I had heard this old wives’ tale before. I shook my head in disbelief.

‘You can shake your head. You’re just like the rest of mankind. You don’t want to believe it. But someone must, because it’s a fact.’

‘And you’re going to stop global warming by sending letters and shooting dogs?’

‘No. We do what we can, here. We can only try to prepare for the mess that’s coming.’

‘Tell me about Cobie. In 2000 he turns up again suddenly. This time at Mogale. With Wolhuter.’

‘Yes.’

‘Where had he been?’

‘I don’t know. He wouldn’t say.’

‘Stef, I don’t believe you.’

‘Truth is stranger than fiction, Lemmer,’ said Donnie Branca. ‘We’re not lying. Cobie started working for Frank and he and I talked. He was very careful. It took nearly six months before he started to recruit me for Hb. Only then did he ask me to take a message to Stef. He asked me to tell Stef that he couldn’t talk about where he was, that he was sorry, but he had to protect Hb, that was why he went back to Swaziland.’

‘But Frank Wolhuter didn’t want to be part of Hb.’

‘We tried. Frank was old school. He was a game ranger in Natal. He worked within the system, didn’t see the necessity of, shall we say, alternative action. We tried, but Frank believed our work at Mogale was good enough. We never told him directly about Hb, because we could sense that he wouldn’t condone it.’

‘I thought so. Let me tell you what happened, Donnie, when Emma showed you and Frank the photo of Cobie. Two things. You got scared. You sat there in Frank’s office worrying about what threat it posed for Hb, because you didn’t know whether Emma’s story was true or not. Who was she really? What did she want? You sent her in Stef’s direction so he could help assess her.
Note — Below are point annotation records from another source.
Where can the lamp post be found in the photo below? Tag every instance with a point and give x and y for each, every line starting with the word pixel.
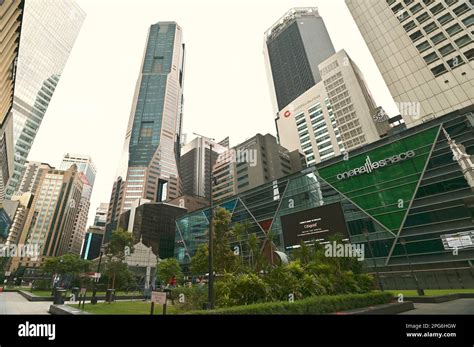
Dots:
pixel 419 290
pixel 94 293
pixel 366 234
pixel 210 283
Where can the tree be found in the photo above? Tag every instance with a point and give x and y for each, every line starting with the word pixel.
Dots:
pixel 224 257
pixel 168 269
pixel 67 264
pixel 121 242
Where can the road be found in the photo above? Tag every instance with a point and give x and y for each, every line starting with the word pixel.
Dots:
pixel 14 303
pixel 459 306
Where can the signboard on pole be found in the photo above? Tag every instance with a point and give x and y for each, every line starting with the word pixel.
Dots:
pixel 158 298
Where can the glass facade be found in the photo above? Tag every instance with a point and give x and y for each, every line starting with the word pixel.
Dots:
pixel 153 135
pixel 49 31
pixel 418 197
pixel 296 45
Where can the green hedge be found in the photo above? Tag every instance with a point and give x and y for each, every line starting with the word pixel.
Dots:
pixel 312 305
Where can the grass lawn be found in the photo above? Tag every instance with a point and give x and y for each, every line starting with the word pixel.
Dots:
pixel 89 293
pixel 430 292
pixel 126 307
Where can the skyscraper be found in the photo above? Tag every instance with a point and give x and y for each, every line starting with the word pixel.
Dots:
pixel 10 27
pixel 294 47
pixel 424 50
pixel 87 173
pixel 254 162
pixel 49 31
pixel 336 115
pixel 152 142
pixel 194 165
pixel 51 219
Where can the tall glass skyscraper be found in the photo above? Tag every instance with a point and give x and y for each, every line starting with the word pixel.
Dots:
pixel 152 150
pixel 294 47
pixel 49 31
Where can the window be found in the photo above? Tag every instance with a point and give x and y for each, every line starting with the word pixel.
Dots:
pixel 446 49
pixel 468 20
pixel 455 62
pixel 461 9
pixel 453 30
pixel 438 70
pixel 450 2
pixel 463 40
pixel 397 8
pixel 430 27
pixel 437 9
pixel 416 35
pixel 416 8
pixel 469 54
pixel 431 57
pixel 421 18
pixel 423 46
pixel 445 18
pixel 438 38
pixel 410 25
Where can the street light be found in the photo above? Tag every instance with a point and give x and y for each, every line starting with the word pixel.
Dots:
pixel 210 283
pixel 94 293
pixel 420 290
pixel 366 234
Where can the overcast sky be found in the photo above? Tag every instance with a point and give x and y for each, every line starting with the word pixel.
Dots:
pixel 226 91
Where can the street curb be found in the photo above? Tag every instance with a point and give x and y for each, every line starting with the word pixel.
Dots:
pixel 34 298
pixel 66 310
pixel 390 308
pixel 438 299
So you could make a decision. You phoned him after we left. You warned Stef that we were coming. Am I right?’

‘In a way.’

‘The second thing that happened was that Emma’s photos and story made Frank even more suspicious. He must have had his suspicions about you and Cobie anyway. Even though he told us Cobie hadn’t committed the vulture murders, he wasn’t sure. When Emma turned up he had to do something. He unlocked Cobie’s place and searched it. He found the stuff. The photos and other proof, about Hb. I don’t know what it was, but I know it wasn’t in the bookshelf in the kitchen, was it?’

‘No.’

‘Where did Cobie hide it?’

‘In the ceiling.’

‘So he phoned Emma and left the message, but before she could phone back, he confronted you about Hb. He wasn’t happy about it. He threatened to go to the police, or something. So you threw him in the lion camp.’

‘No! Frank was my friend.’ Passionate, arms waving. ‘I’d never do that. I don’t know what happened, I swear to you. I only looked in the safe the day after Frank died.’
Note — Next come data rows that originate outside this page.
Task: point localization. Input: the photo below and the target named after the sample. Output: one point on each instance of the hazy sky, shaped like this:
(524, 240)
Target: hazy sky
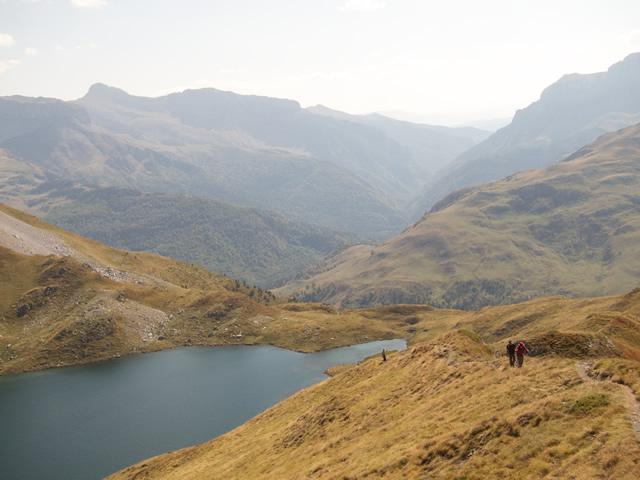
(451, 60)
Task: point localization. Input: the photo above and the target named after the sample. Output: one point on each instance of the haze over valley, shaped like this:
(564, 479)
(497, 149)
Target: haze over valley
(221, 192)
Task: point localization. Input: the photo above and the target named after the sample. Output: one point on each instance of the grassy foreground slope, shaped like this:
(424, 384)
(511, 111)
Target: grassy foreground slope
(570, 229)
(67, 300)
(449, 407)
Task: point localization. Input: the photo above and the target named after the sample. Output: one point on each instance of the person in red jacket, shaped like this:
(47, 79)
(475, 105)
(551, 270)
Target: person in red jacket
(521, 349)
(511, 353)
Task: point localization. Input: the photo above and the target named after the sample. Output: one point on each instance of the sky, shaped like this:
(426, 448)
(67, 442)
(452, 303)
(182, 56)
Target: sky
(445, 62)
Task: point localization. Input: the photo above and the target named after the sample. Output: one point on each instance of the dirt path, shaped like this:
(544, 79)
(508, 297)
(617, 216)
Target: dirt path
(632, 404)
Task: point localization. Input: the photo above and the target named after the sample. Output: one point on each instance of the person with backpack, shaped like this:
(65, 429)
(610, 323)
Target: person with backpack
(521, 349)
(511, 353)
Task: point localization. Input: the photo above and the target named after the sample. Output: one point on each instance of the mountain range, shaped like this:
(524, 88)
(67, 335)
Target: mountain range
(572, 112)
(570, 229)
(341, 179)
(68, 300)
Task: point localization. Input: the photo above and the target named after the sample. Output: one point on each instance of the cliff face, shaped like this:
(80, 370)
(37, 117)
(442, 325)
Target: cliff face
(569, 114)
(22, 115)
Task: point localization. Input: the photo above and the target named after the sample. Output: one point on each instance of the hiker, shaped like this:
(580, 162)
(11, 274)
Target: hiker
(511, 353)
(521, 349)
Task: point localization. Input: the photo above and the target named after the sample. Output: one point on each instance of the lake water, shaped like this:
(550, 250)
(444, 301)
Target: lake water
(90, 421)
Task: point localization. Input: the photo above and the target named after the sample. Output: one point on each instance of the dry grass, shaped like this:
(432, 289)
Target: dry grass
(444, 409)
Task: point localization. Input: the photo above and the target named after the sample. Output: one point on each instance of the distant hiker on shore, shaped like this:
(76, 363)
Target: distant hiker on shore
(511, 353)
(521, 349)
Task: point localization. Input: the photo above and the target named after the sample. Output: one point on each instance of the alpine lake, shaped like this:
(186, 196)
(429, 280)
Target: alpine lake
(87, 422)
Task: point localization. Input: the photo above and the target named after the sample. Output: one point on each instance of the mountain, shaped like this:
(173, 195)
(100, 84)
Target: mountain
(569, 114)
(385, 161)
(256, 246)
(435, 146)
(570, 229)
(449, 407)
(67, 300)
(229, 166)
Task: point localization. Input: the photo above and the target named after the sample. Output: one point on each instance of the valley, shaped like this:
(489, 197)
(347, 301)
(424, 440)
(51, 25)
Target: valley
(132, 224)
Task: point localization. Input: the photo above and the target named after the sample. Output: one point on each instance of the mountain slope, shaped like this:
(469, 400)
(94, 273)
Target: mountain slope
(170, 157)
(66, 300)
(570, 113)
(448, 408)
(256, 246)
(570, 229)
(432, 146)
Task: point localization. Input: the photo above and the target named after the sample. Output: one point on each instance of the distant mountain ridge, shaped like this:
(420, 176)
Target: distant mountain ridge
(570, 229)
(256, 246)
(575, 110)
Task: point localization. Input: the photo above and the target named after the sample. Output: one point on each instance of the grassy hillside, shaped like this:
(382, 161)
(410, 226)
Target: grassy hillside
(256, 246)
(571, 229)
(451, 408)
(153, 151)
(67, 300)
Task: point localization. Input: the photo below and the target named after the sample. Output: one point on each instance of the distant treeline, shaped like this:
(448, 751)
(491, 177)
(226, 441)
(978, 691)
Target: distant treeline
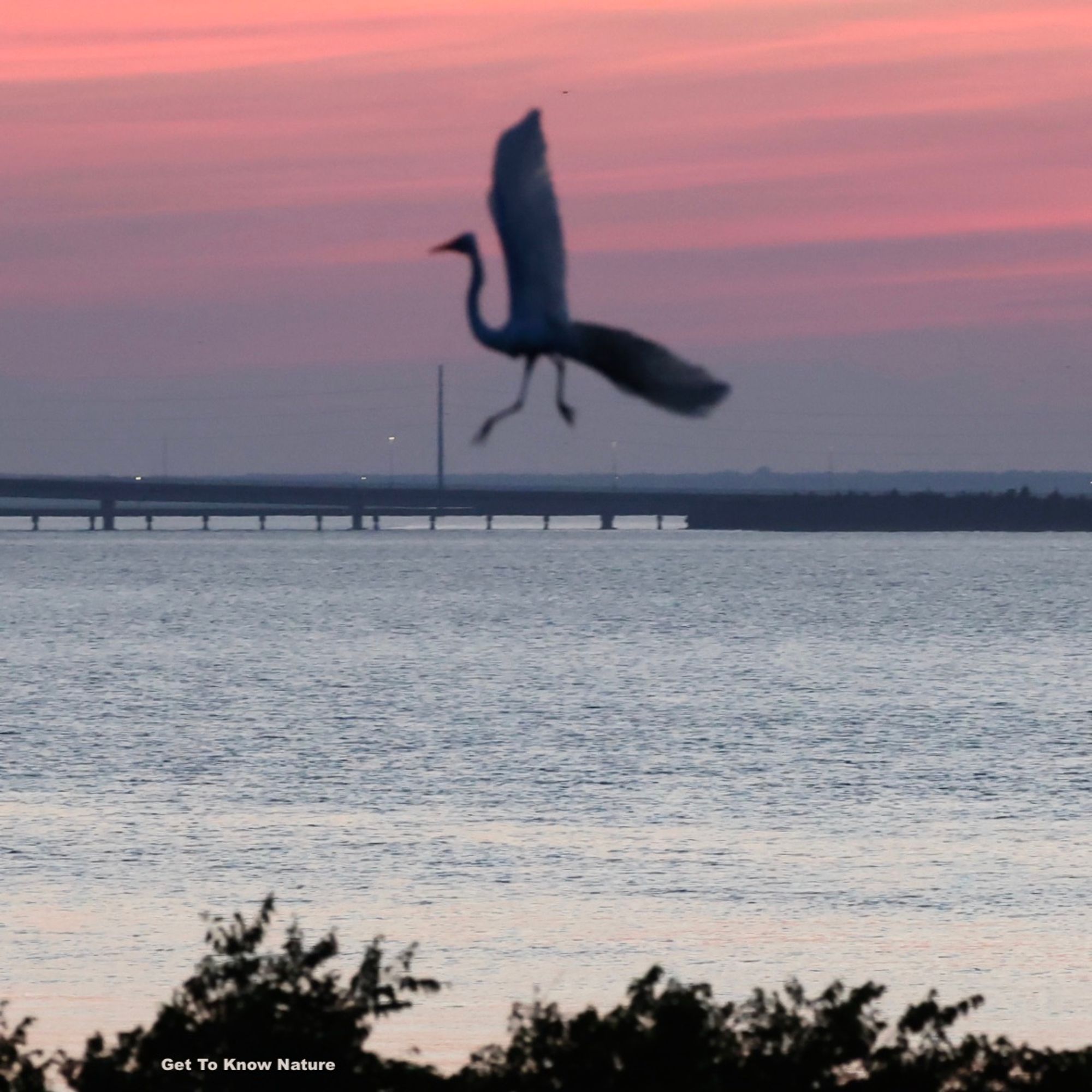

‘Because you had to hide the rifles you used to shoot the dogs.’

‘Yes. OK. I had no choice. But when I opened the safe, I saw the blood. And I found Cobie’s documents. And those photos I showed Emma. I took the album to Cobie’s house and I put it on the bed, and then I searched the place to make sure there was nothing else. There was this box in his ceiling, but it was empty. I can only assume, you know, that Frank found it there, and took the contents, and put them in the safe.’
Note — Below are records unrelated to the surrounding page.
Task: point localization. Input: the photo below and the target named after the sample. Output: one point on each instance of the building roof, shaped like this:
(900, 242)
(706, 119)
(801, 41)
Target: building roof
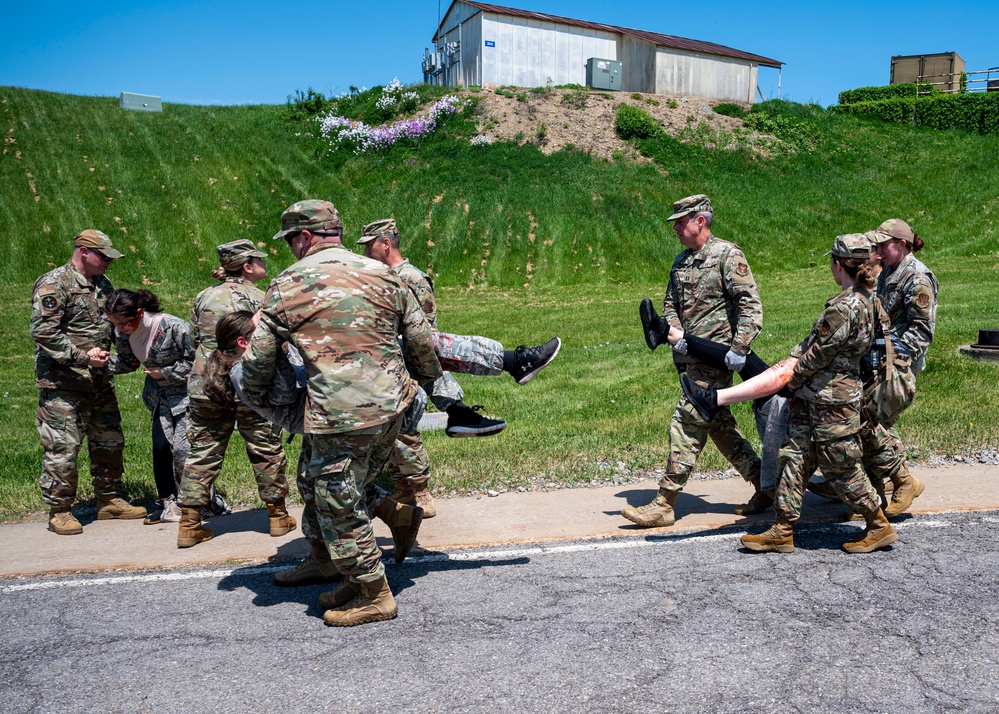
(671, 41)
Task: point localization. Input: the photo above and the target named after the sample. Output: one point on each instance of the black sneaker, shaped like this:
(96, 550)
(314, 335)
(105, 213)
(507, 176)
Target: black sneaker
(528, 361)
(464, 421)
(704, 399)
(652, 324)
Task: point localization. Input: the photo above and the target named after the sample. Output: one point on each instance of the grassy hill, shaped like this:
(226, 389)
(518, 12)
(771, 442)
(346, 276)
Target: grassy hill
(522, 246)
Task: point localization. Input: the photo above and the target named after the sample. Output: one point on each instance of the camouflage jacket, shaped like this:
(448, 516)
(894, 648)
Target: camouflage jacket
(211, 305)
(712, 294)
(171, 352)
(67, 320)
(828, 370)
(422, 288)
(344, 314)
(908, 293)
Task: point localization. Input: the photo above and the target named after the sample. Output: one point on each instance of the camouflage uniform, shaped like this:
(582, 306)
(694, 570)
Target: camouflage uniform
(170, 352)
(211, 425)
(75, 401)
(344, 313)
(908, 293)
(825, 417)
(711, 294)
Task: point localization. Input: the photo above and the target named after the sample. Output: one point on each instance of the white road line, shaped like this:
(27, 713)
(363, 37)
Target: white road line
(438, 557)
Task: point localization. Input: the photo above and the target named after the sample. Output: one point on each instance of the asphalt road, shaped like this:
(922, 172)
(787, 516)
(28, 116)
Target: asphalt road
(680, 624)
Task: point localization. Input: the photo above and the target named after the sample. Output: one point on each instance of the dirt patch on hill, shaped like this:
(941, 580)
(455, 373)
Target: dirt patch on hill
(558, 118)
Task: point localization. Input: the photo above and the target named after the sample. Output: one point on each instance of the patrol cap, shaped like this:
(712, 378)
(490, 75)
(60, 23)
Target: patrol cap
(92, 238)
(309, 215)
(691, 204)
(377, 229)
(894, 228)
(851, 245)
(237, 252)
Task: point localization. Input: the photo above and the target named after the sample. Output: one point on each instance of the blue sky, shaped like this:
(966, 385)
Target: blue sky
(227, 52)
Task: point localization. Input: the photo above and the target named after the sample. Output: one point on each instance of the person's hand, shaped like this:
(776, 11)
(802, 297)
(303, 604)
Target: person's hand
(734, 361)
(97, 358)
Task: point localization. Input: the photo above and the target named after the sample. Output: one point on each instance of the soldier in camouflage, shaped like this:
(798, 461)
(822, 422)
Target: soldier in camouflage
(711, 294)
(344, 313)
(76, 393)
(211, 425)
(908, 291)
(825, 419)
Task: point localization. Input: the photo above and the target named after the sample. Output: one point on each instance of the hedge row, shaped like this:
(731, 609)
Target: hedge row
(978, 113)
(874, 94)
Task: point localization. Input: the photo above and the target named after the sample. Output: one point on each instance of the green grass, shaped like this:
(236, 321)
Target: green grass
(522, 246)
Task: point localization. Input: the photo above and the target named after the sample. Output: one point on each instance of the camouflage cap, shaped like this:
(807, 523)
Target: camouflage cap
(851, 245)
(691, 204)
(377, 229)
(894, 228)
(237, 252)
(309, 215)
(97, 240)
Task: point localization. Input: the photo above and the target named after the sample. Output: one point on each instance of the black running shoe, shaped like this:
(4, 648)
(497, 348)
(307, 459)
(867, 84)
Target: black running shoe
(528, 361)
(704, 399)
(465, 421)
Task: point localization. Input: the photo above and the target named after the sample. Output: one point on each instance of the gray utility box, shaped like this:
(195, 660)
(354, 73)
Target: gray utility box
(140, 102)
(603, 74)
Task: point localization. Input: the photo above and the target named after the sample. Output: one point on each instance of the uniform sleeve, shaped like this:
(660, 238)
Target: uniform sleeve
(48, 304)
(123, 360)
(175, 375)
(669, 301)
(920, 312)
(828, 335)
(741, 287)
(418, 341)
(260, 359)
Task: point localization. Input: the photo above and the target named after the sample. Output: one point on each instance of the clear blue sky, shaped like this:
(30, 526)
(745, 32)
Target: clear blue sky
(249, 51)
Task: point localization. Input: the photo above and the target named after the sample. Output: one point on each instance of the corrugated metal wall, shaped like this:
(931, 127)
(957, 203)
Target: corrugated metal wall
(687, 73)
(528, 52)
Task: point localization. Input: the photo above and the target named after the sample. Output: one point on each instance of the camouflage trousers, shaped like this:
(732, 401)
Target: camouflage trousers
(409, 458)
(64, 419)
(336, 478)
(170, 450)
(208, 431)
(839, 459)
(688, 434)
(465, 354)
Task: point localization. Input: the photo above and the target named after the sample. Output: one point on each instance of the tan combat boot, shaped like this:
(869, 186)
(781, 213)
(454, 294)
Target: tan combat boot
(760, 501)
(318, 568)
(878, 534)
(373, 603)
(281, 523)
(778, 539)
(190, 531)
(413, 491)
(907, 489)
(657, 514)
(63, 522)
(404, 522)
(333, 599)
(114, 507)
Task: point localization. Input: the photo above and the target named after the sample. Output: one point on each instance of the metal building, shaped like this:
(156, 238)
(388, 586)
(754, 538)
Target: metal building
(490, 45)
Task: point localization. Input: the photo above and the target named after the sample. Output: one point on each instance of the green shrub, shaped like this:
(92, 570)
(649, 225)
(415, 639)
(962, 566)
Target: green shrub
(892, 91)
(728, 109)
(634, 123)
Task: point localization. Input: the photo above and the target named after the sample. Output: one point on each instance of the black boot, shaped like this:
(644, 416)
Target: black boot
(655, 328)
(704, 399)
(464, 421)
‘You said Frank’s death was no accident. You had a motive, Donnie.’

‘Jesus, Lemmer, how can you think that? I loved the man. I respected him more than any other. It wasn’t me.’

‘Who, Donnie? Who?’

‘Someone who didn’t want Emma to see the photo.’

‘What photo?’

‘The one that was missing from the album.’

I looked at them, at Stef Moller and Donnie Branca, with their righteous frowns, the sincerity carved deeply on their faces in the light of the half-moon, and slowly shook my head.

‘No, you’re lying to me. Tomorrow I’m going to the Beeld newspaper with everything. You can try and tell your tall story to the journalists.’

Branca began to speak but Stef Moller stopped him with a hand in the air. ‘Lemmer, please, what can I do to convince you?’ he said slowly.

‘Tell the truth, Stef.’

‘That’s what we’ve been doing the whole time.’

‘No, it isn’t. Cobie is Emma’s brother. Donnie said the photo that disappeared – someone didn’t want Emma to see it. Why wouldn’t you want Emma to see it? Why would Frank phone Emma about it? Why do you still insist that he’s not Emma’s brother?’

‘Because we asked him,’ said Stef.

‘When?’

‘Three days ago. Saturday. Cobie de Villiers said he had never heard of her.’